В БСП снова сделали КТ и всё необходимое для диагностики инсульта. И снова: нет никакого инсульта! По правилам, маму могли выписать из БСП – и разбирайтесь дальше сами! Но заведующая отделением сказала: «Оставайтесь, нам интересно разобраться, что же с вами такое. Мы здесь быстро сделаем все нужные исследования, а в поликлинике вы потратите на это месяцы». И снова горячее чувство благодарности к этому врачу – теперь уже за сделанное сверх долга, за интерес и человечность.
Конечно, мама осталась. В палате на тот момент она была самая здоровая: там лежали женщины после инсульта, а мама могла потихонечку ходить, сидеть и говорить. Я приходила в больницу и видела, что мама во всю силу своих уменьшившихся возможностей работает в палате сестрой милосердия: кому воды подаст, кому руки или одеяло поправит, кого словом утешит. Часто мама звала в палату санитарку или медсестру, потому что не всё могла сделать для больных сама, а иногда для кого-то нужно было попросить обезболивание, особенно ночью. Уставшие, измотанные тяжелой работой санитарки и медсестры сердились на маму за то, что она их дергает, и им приходится бегать в эту палату гораздо чаще обычного.

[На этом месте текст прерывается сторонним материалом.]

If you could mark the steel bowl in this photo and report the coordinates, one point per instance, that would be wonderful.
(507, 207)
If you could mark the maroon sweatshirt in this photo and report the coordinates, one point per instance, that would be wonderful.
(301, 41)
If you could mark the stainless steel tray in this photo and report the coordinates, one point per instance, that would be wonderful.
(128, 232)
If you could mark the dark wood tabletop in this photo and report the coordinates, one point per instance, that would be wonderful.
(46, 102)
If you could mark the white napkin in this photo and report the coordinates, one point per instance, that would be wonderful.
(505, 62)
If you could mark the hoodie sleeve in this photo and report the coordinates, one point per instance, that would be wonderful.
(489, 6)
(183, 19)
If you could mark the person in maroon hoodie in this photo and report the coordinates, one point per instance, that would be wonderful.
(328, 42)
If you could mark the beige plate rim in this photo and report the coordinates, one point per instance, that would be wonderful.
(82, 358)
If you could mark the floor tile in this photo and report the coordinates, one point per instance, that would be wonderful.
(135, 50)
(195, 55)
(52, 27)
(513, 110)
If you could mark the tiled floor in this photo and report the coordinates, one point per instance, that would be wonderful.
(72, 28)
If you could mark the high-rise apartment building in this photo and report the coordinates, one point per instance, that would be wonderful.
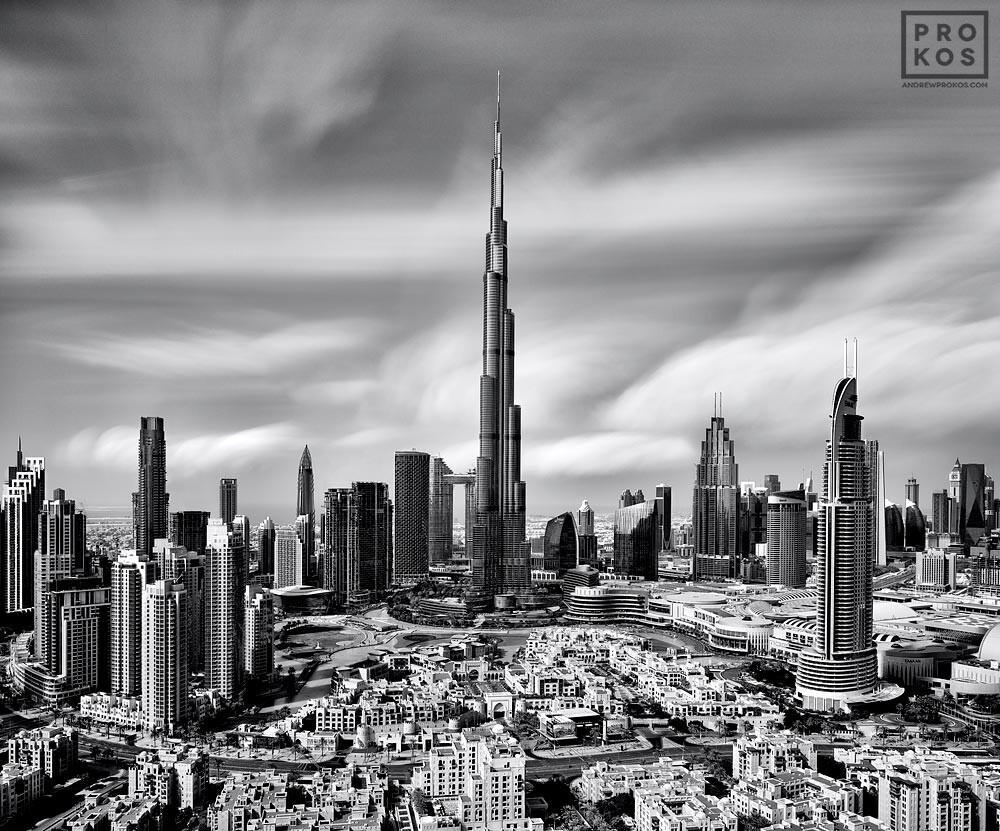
(954, 494)
(165, 651)
(842, 662)
(664, 507)
(225, 565)
(258, 659)
(883, 524)
(188, 567)
(150, 500)
(560, 548)
(638, 540)
(716, 508)
(306, 507)
(228, 506)
(972, 504)
(130, 574)
(291, 568)
(441, 516)
(61, 553)
(76, 633)
(265, 547)
(369, 542)
(411, 515)
(940, 511)
(587, 539)
(335, 552)
(500, 554)
(786, 539)
(189, 529)
(23, 495)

В больнице я впервые стала помогать маме одеваться и раздеваться: ей это делать стало уже сложно – левая рука не слушалась, мама могла лишь немного ее приподнять. В этом процессе я по доброте душевной стремилась полностью заменить маму. Это теперь я понимаю: несмотря на то, что человеку приятно ощущение заботы, ему еще важнее быть самостоятельным. И когда мы, ухаживающие, берем на себя работу по обслуживанию, которую человек еще может выполнять сам, мы невольно делаем ему больно. Мама мне часто говорила: «Это я сама». А я удивлялась: «Ну что ты, мамочка, мне же не трудно!»

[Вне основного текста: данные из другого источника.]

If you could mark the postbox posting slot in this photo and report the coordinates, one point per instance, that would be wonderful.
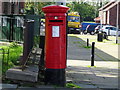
(55, 31)
(55, 20)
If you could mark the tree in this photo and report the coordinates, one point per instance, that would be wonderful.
(86, 11)
(35, 7)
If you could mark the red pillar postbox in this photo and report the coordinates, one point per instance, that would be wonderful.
(55, 43)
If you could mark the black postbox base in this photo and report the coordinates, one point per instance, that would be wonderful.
(55, 77)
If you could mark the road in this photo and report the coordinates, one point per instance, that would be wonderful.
(105, 72)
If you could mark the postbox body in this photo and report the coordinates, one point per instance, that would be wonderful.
(55, 36)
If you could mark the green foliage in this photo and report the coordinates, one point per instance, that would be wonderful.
(36, 41)
(35, 7)
(13, 44)
(11, 55)
(71, 85)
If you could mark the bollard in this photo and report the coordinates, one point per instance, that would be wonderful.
(92, 54)
(87, 42)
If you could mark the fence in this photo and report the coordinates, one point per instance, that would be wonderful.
(11, 27)
(4, 56)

За десять дней в больнице маме провели исследования, свозили в Республиканский научно-практический центр неврологии и нейрохирургии, сделали электронейромиограмму. Затем вызвали в больницу специалиста из РНПЦ ННХ. И, наконец, был поставлен диагноз. Нам сказали, что это боковой амиотрофический склероз.
Виктор Дзыс: «Мне предложили лечь на обследование. В феврале сделали МРТ, а запись в РНПЦ ННХ была только на апрель. Я попросил своего друга-профессора ускорить дело насколько возможно. 9 марта с утра зазвонил телефон: если хочу быстрее, то к 13 часам должен прибыть в РНПЦ. Передвигался я еще самостоятельно, тяжело было только ноги поднимать на подножку автобуса. Дочка помогла доехать.
Сделали мне ЭНМГ. Доктора, который ее делал, звали Василием Николаевичем. Я на него посмотрел и спрашиваю: «Ну, что со мной делать будем, доктор? Жить буду?». Он: «Ваш врач вам все скажет». «Василий, – говорю, – Я – адекватный человек. У меня – болезнь, у тебя – на стенке восемь дипломов висит. Говори, как есть!». Он говорит: «Если честно, мое мнение – это полная неподвижность и медленная смерть». Я: «Как быстро?» Он: «Это одному Богу известно. А все остальное тебе скажет врач». Я говорю: «Спасибо, друг!».